Whether you’re working in a laboratory as a biochemist or on the beat as a broadcast journalist, displaying leadership qualities is essential to success. Employers, regardless of the sector, will look at someone who can take the ropes with admiration. You will stand out amongst a crowd as unlike peers, you don’t need to receive orders to carry out a task — you go and do it. Of course, there does exist such a thing as over-confidence, and no, a considerable percentage of companies will not appreciate a Wolf of Wall Street style attitude. However, you do have to certain level of confidence in yourself — if you don’t believe what you’re saying, how do you expect anyone else too.
Having leadership skills allows you to be more assertive when making decisions. Let’s think about the “tell us about a time when you…”, question that regularly pops up in an interview again. Often the question surrounds the theme of failure. Leaders will easily answer that question, because, undoubtedly, they have failed in their past. Why have they failed? They made the wrong decision, because they acted with a sense of haste. But they will be able to look back at their mistake and recognise where they went wrong, amending their course of action and learning from it. This displays the much-needed positive outcome from a difficult situation.
The ability to be able to project your desired message is something which carries significant importance not only in business, but, in life as a whole. Research conducted by LinkedIn ranked communication as the most in-demand soft skill. Often overlooked in favour of other career related skills, communication offers benefit to every sector. It isn’t the amount you can talk either — because, as we all know, although you can talk yourself into a job in a day, you can talk yourself out of it. A persuasive tone, the ability to use contextual language, positive body language, and active listening skills all rank highly.

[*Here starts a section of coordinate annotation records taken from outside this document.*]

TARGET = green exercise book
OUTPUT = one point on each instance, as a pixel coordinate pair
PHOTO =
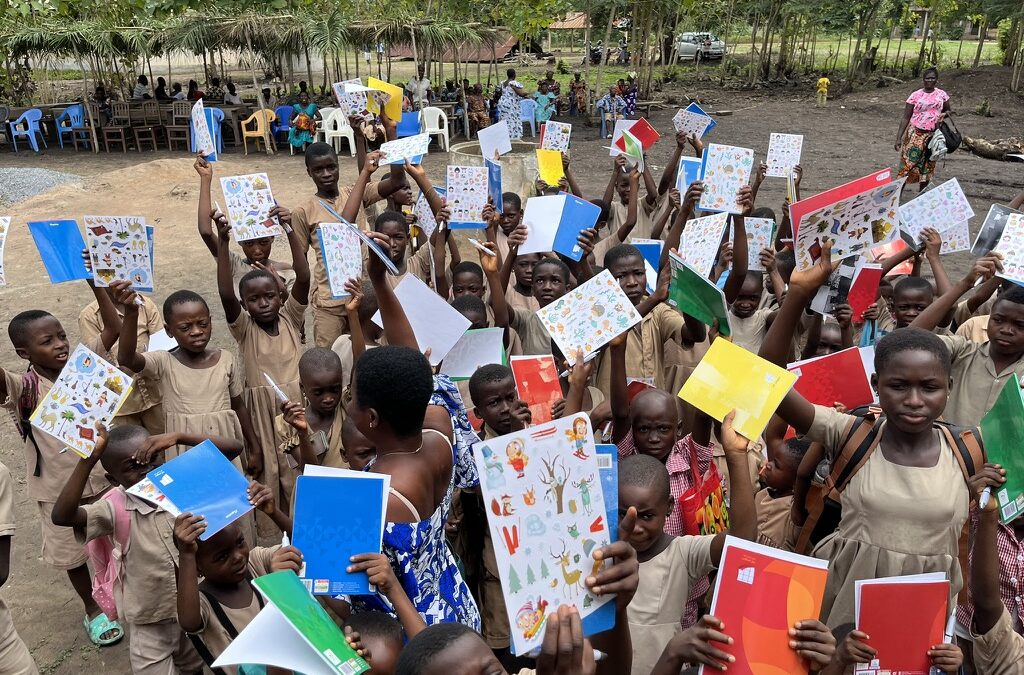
(694, 294)
(1003, 429)
(293, 632)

It is important to remember, particularly in the age in which we live, that communication is no longer restricted to the spoken word. A positive presence and understanding within digital is also considered a major bonus. It is rare that a job will not require some form of technologic literacy and a general understanding of technology will provide a good foundation.
Even roles with a severe lack of linear scheduling require a significant attention to detail. For an employer, a lack of organisation will cost both company time and money. For this reason, when deciding between potential candidates, one who can show structure will excel in the eyes of interviewers. Unforeseen circumstances will be easily overcome by a member of staff who has pre-planned.
Although there are inevitable skills which are required to land the job of your dreams, a good place to start is to gain a firm understanding of your own transferrable skills.